Stoned initiative?

The ACLU stumbles over legal hurdles in its effort to decriminalize pot.

SHOULD YOU ATTEND the 2001 edition of Seattle Hempfest the weekend of August 18-19, chances are you’ll be asked to sign a petition to place an initiative on the municipal ballot in November 2002. Supporters are still working on its exact wording, but its gist is clear enough: to throw possession by an adult of 40 grams or less of marijuana into enforcement limbo—still illegal but explicitly designated a minimum law-enforcement priority, on par with jaywalking.

As petition drives go, this one should be a slam dunk: It takes fewer than 19,000 valid signatures to put an initiative on the Seattle ballot, and well over 100,000 marijuana-friendly folk are expected at Myrtle Edwards Park over the two days of this year’s Hempfest, with another 200,000-plus reasonably hot prospects expected at Bumbershoot over Labor Day weekend. Once it’s on the ballot, given the political propensities of Seattle voters, passage of such an initiative is virtually assured.

Sounds pretty straightforward, doesn’t it? It isn’t. Signing the petition isn’t going to harm anybody, but it’s hard to see how it’s going to do much good, either. The more one learns about the initiative plan, the more it seems a questionable investment of energy and money.

The problem facing all local campaigns to decriminalize or reduce penalties for drug possession is the same: Between the 1950s and the 1980s, state and local authorities were cajoled or bullied into accepting federal standards on what constitutes a drug crime. Now that there’s a move at the grassroots to reconsider such laws, any relaxation of penalties at, say, the city level is likely to conflict with similar laws at the next higher level, and hence face being overruled.

The proposed initiative campaign for Seattle is being crafted specifically to work around this fact.

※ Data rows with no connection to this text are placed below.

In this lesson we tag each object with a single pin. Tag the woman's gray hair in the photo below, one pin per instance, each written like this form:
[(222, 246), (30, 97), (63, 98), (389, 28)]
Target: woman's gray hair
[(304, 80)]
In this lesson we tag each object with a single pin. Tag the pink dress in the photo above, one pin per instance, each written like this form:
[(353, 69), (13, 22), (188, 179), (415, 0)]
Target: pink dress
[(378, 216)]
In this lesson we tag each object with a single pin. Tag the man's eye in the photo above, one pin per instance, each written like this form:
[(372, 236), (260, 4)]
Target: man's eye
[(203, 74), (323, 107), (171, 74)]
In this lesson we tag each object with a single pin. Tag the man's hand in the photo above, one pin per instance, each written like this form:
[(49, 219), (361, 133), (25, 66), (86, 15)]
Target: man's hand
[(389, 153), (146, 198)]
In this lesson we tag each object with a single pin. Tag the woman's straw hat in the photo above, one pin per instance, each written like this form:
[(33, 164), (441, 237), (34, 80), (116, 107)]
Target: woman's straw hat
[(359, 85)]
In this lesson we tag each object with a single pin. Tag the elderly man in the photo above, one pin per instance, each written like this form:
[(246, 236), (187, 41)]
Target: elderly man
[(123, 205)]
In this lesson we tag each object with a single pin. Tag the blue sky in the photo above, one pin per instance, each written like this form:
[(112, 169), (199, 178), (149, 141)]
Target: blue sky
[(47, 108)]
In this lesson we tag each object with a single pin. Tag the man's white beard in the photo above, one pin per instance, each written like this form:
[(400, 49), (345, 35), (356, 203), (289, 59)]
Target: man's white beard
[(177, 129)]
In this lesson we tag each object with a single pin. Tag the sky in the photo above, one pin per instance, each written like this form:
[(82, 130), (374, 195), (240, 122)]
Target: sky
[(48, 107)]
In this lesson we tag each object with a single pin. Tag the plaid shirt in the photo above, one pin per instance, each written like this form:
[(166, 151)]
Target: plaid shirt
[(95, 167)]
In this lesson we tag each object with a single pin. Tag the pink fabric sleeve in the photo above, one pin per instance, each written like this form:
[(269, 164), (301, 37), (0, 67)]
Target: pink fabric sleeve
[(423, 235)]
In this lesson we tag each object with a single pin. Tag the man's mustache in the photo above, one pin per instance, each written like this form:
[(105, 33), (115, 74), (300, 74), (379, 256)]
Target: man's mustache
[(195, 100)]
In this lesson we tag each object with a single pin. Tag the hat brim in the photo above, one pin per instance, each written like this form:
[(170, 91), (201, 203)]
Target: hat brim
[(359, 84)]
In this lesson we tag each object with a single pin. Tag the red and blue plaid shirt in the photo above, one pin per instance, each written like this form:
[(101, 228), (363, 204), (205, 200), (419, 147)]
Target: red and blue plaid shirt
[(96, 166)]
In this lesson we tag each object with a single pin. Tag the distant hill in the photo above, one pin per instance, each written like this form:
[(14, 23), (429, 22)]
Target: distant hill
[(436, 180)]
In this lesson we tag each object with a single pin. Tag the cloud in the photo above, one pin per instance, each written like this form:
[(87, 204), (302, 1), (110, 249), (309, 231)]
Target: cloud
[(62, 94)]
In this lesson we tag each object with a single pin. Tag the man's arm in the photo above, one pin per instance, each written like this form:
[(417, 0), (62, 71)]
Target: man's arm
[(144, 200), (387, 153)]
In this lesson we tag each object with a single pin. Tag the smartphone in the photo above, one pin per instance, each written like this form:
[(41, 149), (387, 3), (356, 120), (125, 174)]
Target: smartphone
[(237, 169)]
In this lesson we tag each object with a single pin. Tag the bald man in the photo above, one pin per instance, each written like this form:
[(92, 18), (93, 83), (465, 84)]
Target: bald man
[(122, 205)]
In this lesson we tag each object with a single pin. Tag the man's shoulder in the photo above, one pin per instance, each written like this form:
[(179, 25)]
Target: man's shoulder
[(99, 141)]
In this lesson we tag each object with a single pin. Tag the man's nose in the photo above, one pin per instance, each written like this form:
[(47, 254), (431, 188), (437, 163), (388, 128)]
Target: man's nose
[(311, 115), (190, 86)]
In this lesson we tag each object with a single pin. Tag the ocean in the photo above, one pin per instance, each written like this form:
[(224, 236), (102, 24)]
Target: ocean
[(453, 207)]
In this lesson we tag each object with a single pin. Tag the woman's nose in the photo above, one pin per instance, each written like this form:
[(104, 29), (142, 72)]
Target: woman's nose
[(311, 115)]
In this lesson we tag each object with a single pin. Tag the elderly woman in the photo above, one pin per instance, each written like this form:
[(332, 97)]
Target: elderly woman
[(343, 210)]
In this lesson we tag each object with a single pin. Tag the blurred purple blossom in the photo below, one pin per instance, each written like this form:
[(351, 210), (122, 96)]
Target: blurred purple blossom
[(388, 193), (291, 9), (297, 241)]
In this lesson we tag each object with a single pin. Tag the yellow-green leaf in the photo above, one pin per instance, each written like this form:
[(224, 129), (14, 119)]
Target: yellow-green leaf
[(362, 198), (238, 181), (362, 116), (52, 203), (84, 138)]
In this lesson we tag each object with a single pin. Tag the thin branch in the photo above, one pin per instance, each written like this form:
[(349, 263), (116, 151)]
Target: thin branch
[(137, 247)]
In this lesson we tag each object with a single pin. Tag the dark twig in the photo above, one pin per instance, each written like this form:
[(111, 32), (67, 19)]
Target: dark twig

In fact, the major problem facing those drafting its language is to make sure its terms don’t conflict with existing law. But an initiative is legislation: a bill submitted by voters to voters for possible passage into law. What good does it do to pass a law that goes out of its way not to change existing law?

The task of explaining that conundrum has so far fallen to Jerry Sheehan, currently celebrating his 19th year as legislative director of the Washington state chapter of the American Civil Liberties Union (ACLU). “We feel that if the citizenry explicitly states that it wants adult possession of small quantities of marijuana to be given minimum law-enforcement priority, it will deliver a very serious message to public officials and the police.”

No doubt—but is an initiative a suitable way to deliver such a message? “Don’t change the law, just turn a blind eye to it” may be good interim advice for lawmakers and law enforcers while we’re figuring out how to negotiate a truce in the war on drugs, but it suffers from one serious defect: Should it make it to the ballot and pass, anyone—why does the name Mark Sidran come to mind?—could go to court and make a pretty good case that the initiative process wasn’t devised as a means to disguise a public-opinion poll as serious legislation.

It may seem odd that the ACLU would get involved in a drive to place an initiative on the ballot in the first place. Sheehan sees no conflict with the organization’s traditional mission. “People think of us as primarily focused on litigation, but we’re also just as concerned about public education and with actively lobbying at all levels of government when legislation affecting civil rights is under consideration.

“As the war on drugs has expanded over the last decade, it has impacted the rights of citizens in innumerable ways, from privacy issues to property seizure. Our national organization has been active in this area for at least the last three or four years. Here in Washington we take it seriously enough that in February we hired someone full-time to coordinate our efforts,” Sheehan says.

That person, former housing advocate Andy Ko, came on line in February. His salary, like the overhead of participation in the marijuana initiative program, is covered by a $75,000 grant to advance drug policy reform from the Open Society Institute, created and funded by maverick libertarian billionaire George Soros.

The ACLU has been involved for some time in beating back new invasions of the personal sphere by the anti-drug crusaders in areas like drug testing in the workplace and improper property seizures. But you can’t help wondering how a nonbinding resolution tricked up as legislation will help to blow away what Sheehan vividly calls “the miasma of the war on drugs.”